Ransomware locked the mental health service provider out of its data servers and officials say they paid the ransom to unlock the encrypted files.

healthcare provider ransomware attack

By Jessica Davis

- Dover-based Delaware Guidance Services for Children and Youth is notifying about 50,000 parents and guardians that their child’s data was impacted during a December ransomware attack.

On December 25, DGS discovered ransomware on its data servers, which encrypted patient records that “could not be opened.” Officials said they were “required” to pay the ransom in exchange for the decryption key to unlock the files.

The files stored on the server contained patient names, Social Security numbers, medical data, addresses, and birth dates. DGS hired an external IT team to conduct a forensics analysis to determine if records were accessed or exfiltrated and found no evidence of compromise.

“We nonetheless thought it prudent to advise you of this situation, as we are keenly aware of how important your personal information is to you,” officials said in a statement.

DGS will also provide those patients with a year of free credit monitoring and reporting services. Law enforcement was also contacted.

The notice did not explain why the provider did not restore the files from backups, nor how much was paid in ransom. It’s important to note that the FBI, the Department of Health and Human Services, and the majority of security leaders all stress that it’s important to not pay ransoms to hackers.

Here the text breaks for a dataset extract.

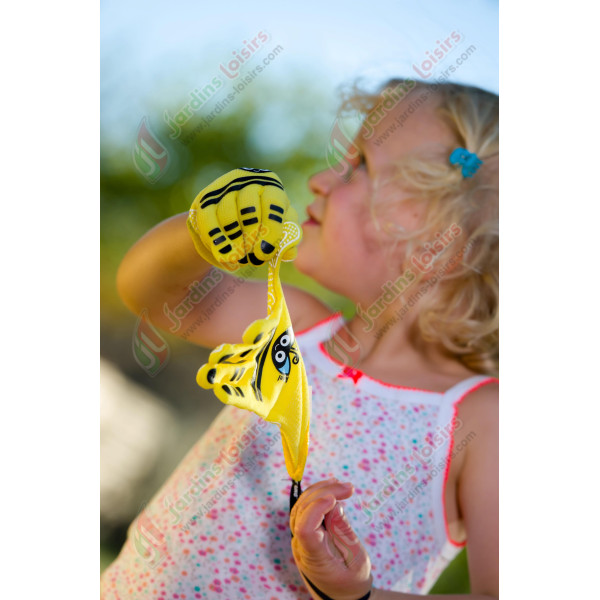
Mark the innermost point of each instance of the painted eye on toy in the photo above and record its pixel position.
(281, 352)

Most recently, Columbia Surgical Specialists of Spokane reported they paid the hackers about $14,000 during a ransomware attack so they could “immediately begin proceed unlocking the data.” Officials said they were concerned for patient care, as there were surgeries planned just hours after the attack.

Joel DeCapua, FBI Supervisory Special Agent of its Cyber Crimes Division recently told security firm Symantec: “First of all, that money is then used to proliferate this activity. You’re paying these bad actors to target other people. Second, organizations that pay a ransom think their problems are over.”

“But a lot of times there’s a lot of nasty malware left on their systems that they don’t know about,” he added. “You can pay, but there’s still malware on there, re-infecting the system or stealing information.”